Vecinos en conflicto: ¿por qué todo termina en pleito?

Por Octavio Ruiz Méndez

En México, pocos conflictos escalan con tanta rapidez y con tan poco sentido como los que surgen entre vecinos. Un ruido por la noche, un cajón de estacionamiento invadido, una mascota que ladra o una cuota de mantenimiento impaga pueden convertirse, en cuestión de días, en disputas irreconciliables que terminan en tribunales o, peor aún, en confrontaciones personales.

La pregunta es inevitable: ¿por qué lo cotidiano se vuelve conflicto y el conflicto, casi de inmediato, pleito?

En la práctica, los conflictos vecinales rara vez tienen que ver con el ruido, el estacionamiento o la mascota. Esos son solo detonantes. El verdadero problema suele ser la falta de comunicación oportuna y la ausencia de mecanismos para gestionar el desacuerdo desde sus primeras etapas. Cuando el diálogo se posterga, el conflicto crece; cuando se evita, se deforma.

A ello se suma un elemento estructural: seguimos abordando estos conflictos con una lógica equivocada. Esperamos a que escalen para entonces intentar resolverlos, generalmente a través de vías que resultan desproporcionadas frente a la naturaleza del problema. El sistema jurídico, diseñado para controversias más complejas, termina siendo utilizado para conflictos cotidianos que debieron resolverse mucho antes, en otro espacio y bajo otra lógica.

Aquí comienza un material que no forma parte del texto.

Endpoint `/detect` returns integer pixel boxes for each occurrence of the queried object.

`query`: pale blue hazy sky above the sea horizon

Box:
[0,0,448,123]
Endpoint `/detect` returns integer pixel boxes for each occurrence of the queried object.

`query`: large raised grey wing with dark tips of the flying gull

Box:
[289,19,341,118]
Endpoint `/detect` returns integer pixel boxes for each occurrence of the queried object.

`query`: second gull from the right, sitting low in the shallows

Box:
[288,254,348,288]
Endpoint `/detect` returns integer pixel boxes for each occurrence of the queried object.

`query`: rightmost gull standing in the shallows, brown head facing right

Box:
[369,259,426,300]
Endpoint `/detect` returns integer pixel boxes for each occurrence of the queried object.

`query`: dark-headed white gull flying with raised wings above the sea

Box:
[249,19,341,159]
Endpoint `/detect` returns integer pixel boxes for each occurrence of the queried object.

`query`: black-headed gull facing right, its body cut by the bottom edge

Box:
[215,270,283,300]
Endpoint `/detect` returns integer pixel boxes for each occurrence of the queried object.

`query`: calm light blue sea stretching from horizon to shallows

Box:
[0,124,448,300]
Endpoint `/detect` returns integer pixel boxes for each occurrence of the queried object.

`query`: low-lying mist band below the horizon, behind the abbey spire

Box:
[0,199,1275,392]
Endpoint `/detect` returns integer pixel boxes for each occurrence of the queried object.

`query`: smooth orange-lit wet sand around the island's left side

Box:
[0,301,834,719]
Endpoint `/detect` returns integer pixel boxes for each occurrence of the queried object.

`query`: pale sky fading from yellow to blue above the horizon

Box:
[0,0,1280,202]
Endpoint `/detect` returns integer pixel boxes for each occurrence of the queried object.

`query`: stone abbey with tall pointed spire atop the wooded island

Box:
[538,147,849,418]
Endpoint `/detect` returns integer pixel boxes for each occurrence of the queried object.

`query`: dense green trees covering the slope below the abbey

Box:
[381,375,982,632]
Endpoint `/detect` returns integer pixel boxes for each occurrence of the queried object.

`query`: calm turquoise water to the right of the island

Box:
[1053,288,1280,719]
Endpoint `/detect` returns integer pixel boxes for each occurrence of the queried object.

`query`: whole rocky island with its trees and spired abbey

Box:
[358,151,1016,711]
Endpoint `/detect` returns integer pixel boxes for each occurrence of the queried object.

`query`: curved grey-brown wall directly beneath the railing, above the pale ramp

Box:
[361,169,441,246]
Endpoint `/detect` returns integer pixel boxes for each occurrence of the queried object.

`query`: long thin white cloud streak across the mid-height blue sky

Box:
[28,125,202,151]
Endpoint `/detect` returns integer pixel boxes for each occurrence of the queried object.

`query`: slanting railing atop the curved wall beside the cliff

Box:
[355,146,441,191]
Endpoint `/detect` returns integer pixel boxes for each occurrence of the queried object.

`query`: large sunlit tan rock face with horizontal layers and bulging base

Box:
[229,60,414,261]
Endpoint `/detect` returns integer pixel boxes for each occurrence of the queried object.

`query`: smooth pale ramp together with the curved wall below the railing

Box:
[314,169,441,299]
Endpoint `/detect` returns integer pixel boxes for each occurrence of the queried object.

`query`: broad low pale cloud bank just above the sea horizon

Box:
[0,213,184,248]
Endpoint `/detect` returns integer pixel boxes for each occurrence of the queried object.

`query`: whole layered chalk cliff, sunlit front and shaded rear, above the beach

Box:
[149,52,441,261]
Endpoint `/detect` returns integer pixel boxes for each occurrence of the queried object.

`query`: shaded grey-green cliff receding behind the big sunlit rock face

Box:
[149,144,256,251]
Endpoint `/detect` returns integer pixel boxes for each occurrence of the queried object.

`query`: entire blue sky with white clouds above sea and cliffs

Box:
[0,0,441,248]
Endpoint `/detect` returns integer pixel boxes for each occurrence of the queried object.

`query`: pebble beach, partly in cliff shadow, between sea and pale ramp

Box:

Los conflictos vecinales son, además, particularmente sensibles. No se trata de relaciones que puedan romperse con facilidad; por el contrario, implican convivencia constante. Aquí no basta con “ganar”, porque incluso después de una resolución favorable, las partes tendrán que seguir compartiendo espacios, rutinas y, en muchos casos, tensiones no resueltas.

Por eso, la mediación privada no solo es pertinente, sino necesaria. Permite intervenir antes de que el conflicto se deteriore, generar espacios de diálogo estructurado y construir acuerdos que no solo sean jurídicamente válidos, sino socialmente sostenibles. A diferencia del litigio, la mediación no busca imponer una solución, sino hacerla viable.

Sin embargo, su utilización sigue siendo marginal. Persisten inercias culturales que privilegian el enfrentamiento sobre el entendimiento, así como una tendencia a delegar la solución del conflicto en una autoridad, en lugar de asumirla como una responsabilidad compartida. Mientras no cambiemos esa lógica, seguiremos reproduciendo conflictos innecesarios.

El problema de fondo no es jurídico, es cultural. Hemos normalizado la escalada del conflicto como si fuera inevitable, cuando en realidad es el resultado de la falta de herramientas para gestionarlo oportunamente.

Repensar los conflictos vecinales implica cambiar la forma en que entendemos la justicia en lo cotidiano. Significa reconocer que no todo conflicto debe resolverse en un tribunal, y que la capacidad de dialogar también es una forma de ejercer derechos.

Porque al final, insistir en el pleito como primera opción no solo desgasta a las partes, sino que evidencia una limitación más profunda: la incapacidad de construir soluciones en común. Y en un país que necesita fortalecer su cultura jurídica, aprender a resolver lo cercano lo cotidiano es, quizá, el primer paso para transformar lo estructural.

Dr. Octavio Ruiz Méndez es abogado, mediador privado y docente de la Facultad de Derecho de la Universidad Veracruzana, especialista en Derecho Ambiental y Mecanismos Alternativos de Solución de Controversias. Su trayectoria combina la investigación jurídica con la promoción de una cultura de paz y justicia ecológica. Ha participado en proyectos de innovación normativa y mediación socioambiental, impulsando la integración de los principios de sostenibilidad y empatía inter-especie en el ámbito jurídico. Su trabajo académico se centra en la transformación del derecho hacia modelos más inclusivos, participativos y respetuosos con todas las formas de vida.